Monday, February 2, 2009

A new winter month
















For Today... February 2, 2009


Outside my window… The sun is rising and the skies are clear after days of grey and dismal. It makes my heart sing. I can live with the cold but I miss the sunshine so much when it hides from me.

I am thinking….It is a new day and a new week. This week I want to make more opportunities for solitude. I found last week that I truly suffered for lack of solitude. I know it is mine if I make a conscious effort for it.

From the learning rooms....I am learning that mothering does not stop when our children are grown. I am learning that mothering becomes even more difficult because grown children cannot be sent to their rooms for a time out or grounded because of misbehaver. I am learning that it is my responsibility to pray for them and allow them to make their own mistakes and learn from them. This is a very hard lesson for me.

I am thankful for …. My retirement which gives me 24 hours a day to choose what I will fill my days with. I am thankful for all the modern conveniences that I so often take for granted, like the furnace that keeps the house warm, the hot water that comes from the faucet on demand and most of all for indoor plumbing. On these cold days I can’t imagine having to use outdoor plumbing.
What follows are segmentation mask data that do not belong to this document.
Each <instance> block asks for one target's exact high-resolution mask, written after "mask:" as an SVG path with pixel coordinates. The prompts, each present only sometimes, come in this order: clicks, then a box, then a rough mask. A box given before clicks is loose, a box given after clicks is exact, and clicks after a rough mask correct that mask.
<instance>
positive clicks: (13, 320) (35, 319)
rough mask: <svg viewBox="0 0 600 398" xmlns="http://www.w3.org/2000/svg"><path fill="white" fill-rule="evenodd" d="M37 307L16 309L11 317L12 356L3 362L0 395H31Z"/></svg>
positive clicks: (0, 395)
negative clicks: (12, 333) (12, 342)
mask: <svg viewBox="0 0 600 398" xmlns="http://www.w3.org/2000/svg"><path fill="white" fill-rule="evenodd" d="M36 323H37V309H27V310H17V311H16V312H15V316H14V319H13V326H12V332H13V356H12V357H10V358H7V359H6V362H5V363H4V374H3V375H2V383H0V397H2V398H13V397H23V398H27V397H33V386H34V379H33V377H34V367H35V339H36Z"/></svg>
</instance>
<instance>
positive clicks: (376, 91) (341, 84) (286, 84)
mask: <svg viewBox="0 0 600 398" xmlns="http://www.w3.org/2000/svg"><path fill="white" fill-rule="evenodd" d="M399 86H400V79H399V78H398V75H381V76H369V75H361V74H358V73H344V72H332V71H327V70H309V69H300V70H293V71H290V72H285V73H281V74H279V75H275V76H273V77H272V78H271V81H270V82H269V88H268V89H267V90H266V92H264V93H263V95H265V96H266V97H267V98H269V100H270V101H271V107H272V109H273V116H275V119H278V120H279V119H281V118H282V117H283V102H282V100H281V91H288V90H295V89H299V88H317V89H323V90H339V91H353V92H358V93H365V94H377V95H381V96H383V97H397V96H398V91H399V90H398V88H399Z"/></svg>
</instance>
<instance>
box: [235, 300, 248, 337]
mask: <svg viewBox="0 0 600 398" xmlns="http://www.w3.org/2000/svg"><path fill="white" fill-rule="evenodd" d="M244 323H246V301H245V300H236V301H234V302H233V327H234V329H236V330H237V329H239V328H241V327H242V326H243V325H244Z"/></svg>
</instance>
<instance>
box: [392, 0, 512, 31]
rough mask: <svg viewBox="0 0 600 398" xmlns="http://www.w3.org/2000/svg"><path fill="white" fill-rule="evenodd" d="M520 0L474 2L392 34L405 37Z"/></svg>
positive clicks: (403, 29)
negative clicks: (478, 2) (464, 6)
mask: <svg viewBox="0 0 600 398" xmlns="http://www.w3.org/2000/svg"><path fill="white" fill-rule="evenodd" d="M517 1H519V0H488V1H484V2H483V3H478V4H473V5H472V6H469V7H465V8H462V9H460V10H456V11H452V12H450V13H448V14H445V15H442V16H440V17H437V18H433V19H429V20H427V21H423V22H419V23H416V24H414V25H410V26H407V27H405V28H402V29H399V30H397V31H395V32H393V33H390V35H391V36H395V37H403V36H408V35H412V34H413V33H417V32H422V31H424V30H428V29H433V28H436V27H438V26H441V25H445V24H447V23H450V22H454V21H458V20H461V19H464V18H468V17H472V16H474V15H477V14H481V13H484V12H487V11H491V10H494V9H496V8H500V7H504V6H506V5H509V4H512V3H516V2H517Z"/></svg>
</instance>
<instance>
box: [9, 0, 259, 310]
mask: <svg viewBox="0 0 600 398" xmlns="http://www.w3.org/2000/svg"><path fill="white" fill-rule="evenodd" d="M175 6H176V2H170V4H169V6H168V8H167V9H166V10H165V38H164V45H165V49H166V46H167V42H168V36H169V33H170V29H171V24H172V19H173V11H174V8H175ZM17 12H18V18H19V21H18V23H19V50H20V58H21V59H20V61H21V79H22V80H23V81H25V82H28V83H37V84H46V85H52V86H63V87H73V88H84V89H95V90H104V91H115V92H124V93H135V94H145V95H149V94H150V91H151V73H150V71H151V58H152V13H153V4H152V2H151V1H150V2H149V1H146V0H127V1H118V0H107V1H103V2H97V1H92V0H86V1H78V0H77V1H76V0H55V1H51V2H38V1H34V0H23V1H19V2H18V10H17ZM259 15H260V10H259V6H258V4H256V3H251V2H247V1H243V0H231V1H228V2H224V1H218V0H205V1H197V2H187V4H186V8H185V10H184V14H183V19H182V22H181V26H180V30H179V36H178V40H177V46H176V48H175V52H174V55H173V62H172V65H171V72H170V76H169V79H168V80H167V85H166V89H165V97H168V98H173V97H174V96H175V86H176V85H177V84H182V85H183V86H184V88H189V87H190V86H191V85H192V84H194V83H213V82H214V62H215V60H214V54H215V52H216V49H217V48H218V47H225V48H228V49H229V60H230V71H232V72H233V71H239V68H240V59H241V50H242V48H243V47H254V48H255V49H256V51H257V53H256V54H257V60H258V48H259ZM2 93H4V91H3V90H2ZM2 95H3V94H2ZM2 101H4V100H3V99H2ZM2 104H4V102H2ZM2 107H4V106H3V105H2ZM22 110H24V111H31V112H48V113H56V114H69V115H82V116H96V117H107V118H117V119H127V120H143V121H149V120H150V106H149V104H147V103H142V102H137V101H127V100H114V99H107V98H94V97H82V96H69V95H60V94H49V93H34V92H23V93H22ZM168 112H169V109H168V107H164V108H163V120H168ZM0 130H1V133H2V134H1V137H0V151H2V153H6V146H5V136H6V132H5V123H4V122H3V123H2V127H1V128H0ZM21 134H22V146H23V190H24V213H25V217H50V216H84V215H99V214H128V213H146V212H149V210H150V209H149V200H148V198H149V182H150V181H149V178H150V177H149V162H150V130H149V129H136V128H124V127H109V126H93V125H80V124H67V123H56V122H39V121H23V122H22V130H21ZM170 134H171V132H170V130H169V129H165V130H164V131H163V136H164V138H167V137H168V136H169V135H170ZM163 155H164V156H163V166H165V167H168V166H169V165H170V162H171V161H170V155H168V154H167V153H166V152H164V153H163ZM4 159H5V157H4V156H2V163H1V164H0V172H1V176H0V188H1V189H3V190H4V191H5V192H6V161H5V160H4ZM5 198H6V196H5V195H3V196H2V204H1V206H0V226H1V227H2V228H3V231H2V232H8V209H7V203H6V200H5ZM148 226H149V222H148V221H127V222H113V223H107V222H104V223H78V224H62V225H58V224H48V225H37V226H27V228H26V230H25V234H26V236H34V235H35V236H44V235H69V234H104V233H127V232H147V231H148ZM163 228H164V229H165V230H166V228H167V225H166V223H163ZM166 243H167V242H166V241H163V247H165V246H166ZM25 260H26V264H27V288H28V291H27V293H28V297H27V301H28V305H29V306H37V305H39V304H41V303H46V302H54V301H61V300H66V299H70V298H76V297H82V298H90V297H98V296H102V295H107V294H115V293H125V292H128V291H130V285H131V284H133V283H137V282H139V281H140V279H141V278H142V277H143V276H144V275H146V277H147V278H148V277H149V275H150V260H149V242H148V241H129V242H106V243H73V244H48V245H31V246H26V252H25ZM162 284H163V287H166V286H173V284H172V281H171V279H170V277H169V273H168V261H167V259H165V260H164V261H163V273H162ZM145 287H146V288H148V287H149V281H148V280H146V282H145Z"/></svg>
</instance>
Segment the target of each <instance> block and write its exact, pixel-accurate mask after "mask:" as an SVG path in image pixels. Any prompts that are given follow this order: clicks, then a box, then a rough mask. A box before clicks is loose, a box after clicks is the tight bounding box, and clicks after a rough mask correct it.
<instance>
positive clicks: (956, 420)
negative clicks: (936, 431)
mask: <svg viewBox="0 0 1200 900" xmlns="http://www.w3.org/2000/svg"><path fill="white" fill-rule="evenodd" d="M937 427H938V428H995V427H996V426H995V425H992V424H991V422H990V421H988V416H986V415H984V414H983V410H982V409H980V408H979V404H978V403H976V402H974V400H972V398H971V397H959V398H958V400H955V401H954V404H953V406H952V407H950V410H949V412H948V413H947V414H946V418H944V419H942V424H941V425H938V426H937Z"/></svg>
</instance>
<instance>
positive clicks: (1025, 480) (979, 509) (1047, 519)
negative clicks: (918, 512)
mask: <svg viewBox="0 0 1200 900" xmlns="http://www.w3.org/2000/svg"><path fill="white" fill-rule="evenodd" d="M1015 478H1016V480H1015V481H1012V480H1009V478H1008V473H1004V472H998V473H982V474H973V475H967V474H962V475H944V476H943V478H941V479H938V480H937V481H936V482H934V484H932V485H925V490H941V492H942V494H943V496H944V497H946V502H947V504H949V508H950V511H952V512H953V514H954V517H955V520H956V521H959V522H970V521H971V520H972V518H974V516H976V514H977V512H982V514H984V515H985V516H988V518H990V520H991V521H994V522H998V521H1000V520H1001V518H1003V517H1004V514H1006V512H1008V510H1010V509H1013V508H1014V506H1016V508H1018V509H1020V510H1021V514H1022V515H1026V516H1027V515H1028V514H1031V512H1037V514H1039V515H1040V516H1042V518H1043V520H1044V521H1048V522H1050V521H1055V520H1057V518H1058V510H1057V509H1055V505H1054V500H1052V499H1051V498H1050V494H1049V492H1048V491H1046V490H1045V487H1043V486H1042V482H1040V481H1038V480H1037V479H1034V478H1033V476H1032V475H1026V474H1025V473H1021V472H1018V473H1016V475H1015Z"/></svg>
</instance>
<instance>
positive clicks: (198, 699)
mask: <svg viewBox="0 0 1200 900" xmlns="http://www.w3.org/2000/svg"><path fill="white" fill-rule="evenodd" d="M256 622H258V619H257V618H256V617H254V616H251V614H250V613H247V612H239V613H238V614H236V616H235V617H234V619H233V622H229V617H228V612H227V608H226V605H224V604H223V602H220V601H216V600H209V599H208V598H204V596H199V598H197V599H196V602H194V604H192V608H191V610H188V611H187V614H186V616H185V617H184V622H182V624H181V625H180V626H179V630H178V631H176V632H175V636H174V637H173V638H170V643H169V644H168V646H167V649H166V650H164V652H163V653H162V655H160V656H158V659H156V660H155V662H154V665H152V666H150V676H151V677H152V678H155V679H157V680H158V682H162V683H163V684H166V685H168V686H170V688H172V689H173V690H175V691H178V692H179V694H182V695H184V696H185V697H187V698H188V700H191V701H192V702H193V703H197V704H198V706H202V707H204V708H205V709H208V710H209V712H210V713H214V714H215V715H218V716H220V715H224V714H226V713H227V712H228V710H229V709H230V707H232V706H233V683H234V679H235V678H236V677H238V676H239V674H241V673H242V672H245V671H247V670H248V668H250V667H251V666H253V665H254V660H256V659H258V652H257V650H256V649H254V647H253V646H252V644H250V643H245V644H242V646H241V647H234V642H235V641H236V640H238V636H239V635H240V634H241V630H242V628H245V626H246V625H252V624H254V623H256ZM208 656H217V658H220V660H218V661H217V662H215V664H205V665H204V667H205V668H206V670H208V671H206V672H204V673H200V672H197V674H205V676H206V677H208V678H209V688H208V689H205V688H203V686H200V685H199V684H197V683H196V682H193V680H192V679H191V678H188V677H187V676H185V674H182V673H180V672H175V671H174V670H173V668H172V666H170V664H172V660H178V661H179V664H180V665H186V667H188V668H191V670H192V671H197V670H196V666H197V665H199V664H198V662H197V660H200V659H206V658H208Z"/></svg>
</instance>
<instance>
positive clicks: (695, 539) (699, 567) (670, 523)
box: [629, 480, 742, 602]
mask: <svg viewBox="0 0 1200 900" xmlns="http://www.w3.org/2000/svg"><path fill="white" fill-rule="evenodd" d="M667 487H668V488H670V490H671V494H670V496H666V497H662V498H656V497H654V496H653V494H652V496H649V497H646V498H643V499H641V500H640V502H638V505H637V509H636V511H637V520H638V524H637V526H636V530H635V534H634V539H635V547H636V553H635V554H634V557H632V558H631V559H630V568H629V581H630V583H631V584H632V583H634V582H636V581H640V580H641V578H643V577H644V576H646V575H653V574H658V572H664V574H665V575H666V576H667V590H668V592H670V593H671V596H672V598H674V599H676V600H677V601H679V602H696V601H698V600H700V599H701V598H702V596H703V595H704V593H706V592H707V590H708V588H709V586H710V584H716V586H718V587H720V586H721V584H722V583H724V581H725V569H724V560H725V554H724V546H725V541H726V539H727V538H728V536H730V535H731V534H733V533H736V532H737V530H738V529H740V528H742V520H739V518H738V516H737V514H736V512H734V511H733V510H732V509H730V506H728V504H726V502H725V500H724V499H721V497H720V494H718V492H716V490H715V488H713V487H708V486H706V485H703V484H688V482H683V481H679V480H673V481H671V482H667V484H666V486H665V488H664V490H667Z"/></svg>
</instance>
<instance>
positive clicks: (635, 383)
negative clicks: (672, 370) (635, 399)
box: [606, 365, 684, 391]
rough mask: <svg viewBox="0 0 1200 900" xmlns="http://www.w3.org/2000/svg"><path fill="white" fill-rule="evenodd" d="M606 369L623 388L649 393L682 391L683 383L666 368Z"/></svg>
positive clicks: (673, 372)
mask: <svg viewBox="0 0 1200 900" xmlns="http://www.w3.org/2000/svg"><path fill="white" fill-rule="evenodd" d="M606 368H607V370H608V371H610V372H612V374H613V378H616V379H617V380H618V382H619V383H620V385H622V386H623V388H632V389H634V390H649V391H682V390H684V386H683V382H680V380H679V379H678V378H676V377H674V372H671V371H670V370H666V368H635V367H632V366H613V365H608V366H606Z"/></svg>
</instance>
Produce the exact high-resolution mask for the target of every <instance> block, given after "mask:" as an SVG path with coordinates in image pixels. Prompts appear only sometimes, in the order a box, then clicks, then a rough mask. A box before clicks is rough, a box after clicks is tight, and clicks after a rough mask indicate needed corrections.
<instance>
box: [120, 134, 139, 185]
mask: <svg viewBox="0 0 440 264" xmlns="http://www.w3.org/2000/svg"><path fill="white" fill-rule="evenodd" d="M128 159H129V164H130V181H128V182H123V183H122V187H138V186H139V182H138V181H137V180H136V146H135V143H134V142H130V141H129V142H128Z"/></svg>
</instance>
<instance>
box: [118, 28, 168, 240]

From the kitchen….. All is quiet for now. Morning is not a time when I can wrap my mind around food. I have some cube steaks.(tenderized round steak, I believe) in the frig which will probably be our dinner. Also there is a beautiful head of Cauliflower and fresh carrots that will most likely accompany the meat. But then my mind must decide on pasta, potato, or rice. Later…….. I will put it all together in my mind before deciding.
I saw a recipe for wonderful French onion soup on TV over the weekend that I would love to make but it takes over 4 hours total to make it and I do not have time to devote to it today.

I am wearing…. Black dress slacks, a short sleeved mock turtle neck top and a brocade blazer because I am soon to go out. I have on warm socks and comfortable shoes as I will most likely be doing a fair share of walking today.

I am reading…. I am still reading Knit Two by Kate Jacobs. I am over half way through. I need to finish it this week because it is due at the library by week’s end. It is a nice book but my mind is so full of other things so that it is not holding my attention well

I am hoping..that I can put all my trust in the Lord, knowing he will meet my every need. That I will quickly lay aside worry and dwelling on the unsure things that come into my days.

I am creating…. Fronts for greeting cards. These are done by doing paper embroidery patterns. The current ones are done on navy blue cardstock and the colors of the threads “pop” with the dark cardstock.
I have perhaps 2 dozen different patterns pricked and ready for embroidery. It is slow work but I find it almost meditative. It is rewarding knowing that in the end, they will become cards to be sent out and hopefully bless others as well.

I am hearing… classical music from the radio. I am thankful that we have such a good public radio station giving me a wonderful range of music for just the flip of the switch. I have come to so appreciate classical music.

Around the house… nothing much is happening yet. The kitties and dog have been fed, and now are watching birds from the windows or settling in for a morning nap.

One of my favorite things…the smell of clean sheets. Today I stripped the beds and put the clean sheets on the bed. What a wonderful fragrance they are. I was tempted to crawl back in bed.

A few plans for the rest of the week….will include art class at the senior center and hopefully if the weather and roads permit a trip to our favorite supplier of popcorn. It is a trip of almost 80 miles one way and could be enjoyable. If I go I will stop along the way at a nice sewing center and pick up some additional colors of machine embroidery floss to use on the paper embroidery I am currently working on. They are made for machine embroidery but work well with fine beading needles and make things so lovely.

Here is a picture thought I am sharing with you Sunrises and sunsets were meant to bring us back to our center and remind us that things in our lives should be more simple.

1 comment:

  1. Sally Ann, I so agree with you about mothering doesn't stop when the kids grow up and leave home. The hardest thing for me to do was cut the apron string and let them learn from their mistakes. God was my crutch I leaned on when I wanted to rush in and take over for them.
    Can't wait to see your cards they sound so neat.